Hywel Jenkins said:
You can't
scale a 640x480 image to 300x240, can you?
Of course you can. The result is awful, but you can, and that's the
problem.
As for the PDF, add instructions on how to download it to the user's
hard drive (right-click "Save Link As ...".
And "Hit control-D to bookmark"?
Seriously, do not write "instructions" based on your guesses on the
user's software. You will just confuse the uninitiated and make experts
justly laugh at your.
"Right-click"? With what? What makes you think there is something to
click with, and with right and left something on it, and with particular
effect?
An appopriate link text would be
"Daelim Major ATS brochure"
followed by non-link text "(in PDF format)".
If you wish, make the abbreviation "PDF" a link to a document that
explains how people can work with PDF documents. But make sure sure it's
_correct_ information. About 100 % of the instructions I've seen have
claimed that "you need Adobe Acrobat Reader to view PDF documents", or
something like that. And the real problem with Acrobat Reader is how to
use it, not how to download it, which seems to be the core issue in most
"helpful" instructions.
Acrobat is a crummy
piece of software, and the reader is no better.
Sour grapes?

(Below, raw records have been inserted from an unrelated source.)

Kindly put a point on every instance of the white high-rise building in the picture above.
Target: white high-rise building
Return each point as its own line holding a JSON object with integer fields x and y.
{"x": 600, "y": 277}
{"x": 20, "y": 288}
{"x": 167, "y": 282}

It's really the integration of a browser (especially IE) and
Acrobat Reader that is the common problem.
The specific problem with a PDF file that might not open properly on some
version(s) of Acrobat Reader or through a browser's interface to it
surely isn't an HTML problem.
Mind you,
the file is massive - perhaps the user's browser is getting bored and
is dropping the connection.
ObHTML: HTML (properly used) is a portable document format, PDF isn't.